Other possible complications include hypertrophic scarring in predisposed patients (Fig. 7), easily resolved with intralesional steroids (Fig. 3F). Furthermore, the presence of extensive folliculitis decalvans in areas above the excised AKN lesions could be predictors of insufficient wound contraction. This effect may be due to reduction in scalp laxity that this cicatricial scalp disease mitigates.
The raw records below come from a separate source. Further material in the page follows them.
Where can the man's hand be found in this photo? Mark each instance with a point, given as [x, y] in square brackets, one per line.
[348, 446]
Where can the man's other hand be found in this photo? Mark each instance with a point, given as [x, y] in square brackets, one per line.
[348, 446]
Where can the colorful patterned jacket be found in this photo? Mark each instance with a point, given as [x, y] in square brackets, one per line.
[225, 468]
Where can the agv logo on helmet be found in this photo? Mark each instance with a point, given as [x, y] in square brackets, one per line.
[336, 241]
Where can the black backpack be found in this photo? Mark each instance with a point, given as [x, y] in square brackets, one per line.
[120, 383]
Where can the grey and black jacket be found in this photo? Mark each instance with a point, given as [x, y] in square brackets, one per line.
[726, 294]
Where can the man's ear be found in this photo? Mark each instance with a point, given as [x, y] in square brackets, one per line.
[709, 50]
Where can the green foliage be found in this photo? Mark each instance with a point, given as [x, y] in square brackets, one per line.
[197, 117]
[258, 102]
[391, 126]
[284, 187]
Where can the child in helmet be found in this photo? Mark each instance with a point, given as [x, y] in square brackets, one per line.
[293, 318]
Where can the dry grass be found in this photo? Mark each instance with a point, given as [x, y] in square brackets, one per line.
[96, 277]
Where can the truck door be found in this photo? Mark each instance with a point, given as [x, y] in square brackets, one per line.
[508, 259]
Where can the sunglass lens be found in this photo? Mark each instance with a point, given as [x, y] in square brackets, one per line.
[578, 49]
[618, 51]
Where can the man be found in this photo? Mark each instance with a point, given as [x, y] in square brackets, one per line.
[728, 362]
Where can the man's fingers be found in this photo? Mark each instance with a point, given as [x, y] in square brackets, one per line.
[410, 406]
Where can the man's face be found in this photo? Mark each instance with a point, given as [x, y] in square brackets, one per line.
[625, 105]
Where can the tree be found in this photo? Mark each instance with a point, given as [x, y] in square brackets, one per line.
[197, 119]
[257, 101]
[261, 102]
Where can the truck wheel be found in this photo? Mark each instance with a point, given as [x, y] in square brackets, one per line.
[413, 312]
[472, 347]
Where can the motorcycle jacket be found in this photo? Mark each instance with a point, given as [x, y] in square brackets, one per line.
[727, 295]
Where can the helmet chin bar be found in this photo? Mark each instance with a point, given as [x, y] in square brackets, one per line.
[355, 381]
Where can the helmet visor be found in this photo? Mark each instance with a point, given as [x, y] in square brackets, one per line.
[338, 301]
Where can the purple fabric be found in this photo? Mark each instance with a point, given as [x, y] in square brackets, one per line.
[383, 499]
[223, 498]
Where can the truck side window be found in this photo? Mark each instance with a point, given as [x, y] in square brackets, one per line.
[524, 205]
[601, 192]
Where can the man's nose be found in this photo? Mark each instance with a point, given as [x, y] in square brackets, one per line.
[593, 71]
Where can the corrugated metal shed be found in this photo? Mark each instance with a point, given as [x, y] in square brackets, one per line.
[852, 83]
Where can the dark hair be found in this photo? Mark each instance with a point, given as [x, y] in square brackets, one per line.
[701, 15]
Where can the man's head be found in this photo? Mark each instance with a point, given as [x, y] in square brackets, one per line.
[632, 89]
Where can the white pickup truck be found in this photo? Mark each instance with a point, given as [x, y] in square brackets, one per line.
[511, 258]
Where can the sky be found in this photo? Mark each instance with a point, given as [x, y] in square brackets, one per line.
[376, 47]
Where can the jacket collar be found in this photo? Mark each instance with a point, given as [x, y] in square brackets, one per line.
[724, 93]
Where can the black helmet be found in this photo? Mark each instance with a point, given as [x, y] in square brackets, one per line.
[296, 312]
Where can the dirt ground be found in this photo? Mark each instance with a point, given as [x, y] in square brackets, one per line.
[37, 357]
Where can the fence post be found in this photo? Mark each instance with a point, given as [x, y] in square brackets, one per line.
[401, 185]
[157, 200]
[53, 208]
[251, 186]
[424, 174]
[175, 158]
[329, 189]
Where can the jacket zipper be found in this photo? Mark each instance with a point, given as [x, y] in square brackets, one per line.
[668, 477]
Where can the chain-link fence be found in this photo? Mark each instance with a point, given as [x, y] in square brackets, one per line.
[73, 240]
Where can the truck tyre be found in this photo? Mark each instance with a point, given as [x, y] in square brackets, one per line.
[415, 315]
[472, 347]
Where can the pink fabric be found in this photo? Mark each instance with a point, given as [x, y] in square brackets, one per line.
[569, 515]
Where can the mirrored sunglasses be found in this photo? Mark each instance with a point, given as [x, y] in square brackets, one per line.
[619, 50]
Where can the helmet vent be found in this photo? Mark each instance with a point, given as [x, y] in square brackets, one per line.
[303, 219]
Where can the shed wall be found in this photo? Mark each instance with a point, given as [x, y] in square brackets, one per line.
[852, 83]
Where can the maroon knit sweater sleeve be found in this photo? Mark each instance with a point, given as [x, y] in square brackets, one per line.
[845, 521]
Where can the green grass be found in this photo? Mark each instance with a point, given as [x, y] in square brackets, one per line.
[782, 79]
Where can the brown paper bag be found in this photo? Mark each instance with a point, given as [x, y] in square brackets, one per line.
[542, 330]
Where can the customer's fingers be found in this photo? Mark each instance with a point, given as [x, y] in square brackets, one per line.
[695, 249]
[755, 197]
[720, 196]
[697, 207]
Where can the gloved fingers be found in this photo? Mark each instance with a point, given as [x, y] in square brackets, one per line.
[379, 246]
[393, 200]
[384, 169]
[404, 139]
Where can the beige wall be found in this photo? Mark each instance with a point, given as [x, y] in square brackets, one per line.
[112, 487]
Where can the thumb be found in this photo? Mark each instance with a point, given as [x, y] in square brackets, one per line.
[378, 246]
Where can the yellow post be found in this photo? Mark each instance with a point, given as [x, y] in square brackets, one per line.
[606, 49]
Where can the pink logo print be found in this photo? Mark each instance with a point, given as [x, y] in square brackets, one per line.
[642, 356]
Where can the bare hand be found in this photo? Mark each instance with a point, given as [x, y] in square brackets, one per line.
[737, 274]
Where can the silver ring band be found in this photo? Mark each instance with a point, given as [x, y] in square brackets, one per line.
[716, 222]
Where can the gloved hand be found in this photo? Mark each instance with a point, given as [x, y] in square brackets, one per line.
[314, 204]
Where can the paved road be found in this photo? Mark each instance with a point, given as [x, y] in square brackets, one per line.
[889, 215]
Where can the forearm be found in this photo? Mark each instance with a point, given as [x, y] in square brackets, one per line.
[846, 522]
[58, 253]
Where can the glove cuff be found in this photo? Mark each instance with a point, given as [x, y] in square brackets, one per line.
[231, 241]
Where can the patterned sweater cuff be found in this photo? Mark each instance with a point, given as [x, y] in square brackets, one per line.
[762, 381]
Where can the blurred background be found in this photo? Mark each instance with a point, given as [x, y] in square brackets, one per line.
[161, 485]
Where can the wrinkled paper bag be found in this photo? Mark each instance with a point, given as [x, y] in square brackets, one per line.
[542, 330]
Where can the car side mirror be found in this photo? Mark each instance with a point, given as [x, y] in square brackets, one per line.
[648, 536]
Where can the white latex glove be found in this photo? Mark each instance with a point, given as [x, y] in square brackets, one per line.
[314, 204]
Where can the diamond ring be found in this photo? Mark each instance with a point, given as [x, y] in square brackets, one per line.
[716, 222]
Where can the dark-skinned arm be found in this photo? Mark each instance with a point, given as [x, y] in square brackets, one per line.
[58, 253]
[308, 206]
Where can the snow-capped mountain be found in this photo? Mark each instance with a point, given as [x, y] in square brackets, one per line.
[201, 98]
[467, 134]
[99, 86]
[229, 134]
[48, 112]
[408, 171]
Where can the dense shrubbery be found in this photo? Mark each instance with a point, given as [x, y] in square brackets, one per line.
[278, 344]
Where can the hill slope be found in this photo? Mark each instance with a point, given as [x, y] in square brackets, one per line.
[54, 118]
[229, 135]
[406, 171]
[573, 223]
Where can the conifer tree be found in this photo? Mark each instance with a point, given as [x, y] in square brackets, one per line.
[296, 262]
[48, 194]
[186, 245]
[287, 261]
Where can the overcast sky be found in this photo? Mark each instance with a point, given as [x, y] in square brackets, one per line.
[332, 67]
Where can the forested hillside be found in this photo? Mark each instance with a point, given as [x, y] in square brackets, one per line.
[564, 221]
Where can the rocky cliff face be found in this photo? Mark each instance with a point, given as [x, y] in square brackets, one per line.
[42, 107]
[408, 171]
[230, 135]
Tension sutures commonly form track marks (Fig. 5A, B), which is not a problem for patients.
In summary, our new techniques enabled better control over wound contracture with improved cosmesis and better aesthetics of the hairline in AKN. This improved outcome is based in part on comparison with previous reports of outcomes after surgical removal of large AKN lesions, including the example shown in Figure 6. We cannot, however, exclude the possibility that other factors may influence the incidence of scar complication besides width of excision margins. Although our report includes the largest cohort of patients with large AKN excisions to date, a prospective well-controlled study with a larger number of patients can best evaluate predictors of scar formation and the techniques reported here.
The authors would like to thank Dr. Marissa Carter (Strategic Solutions, Cody, WY) for the statistical analysis.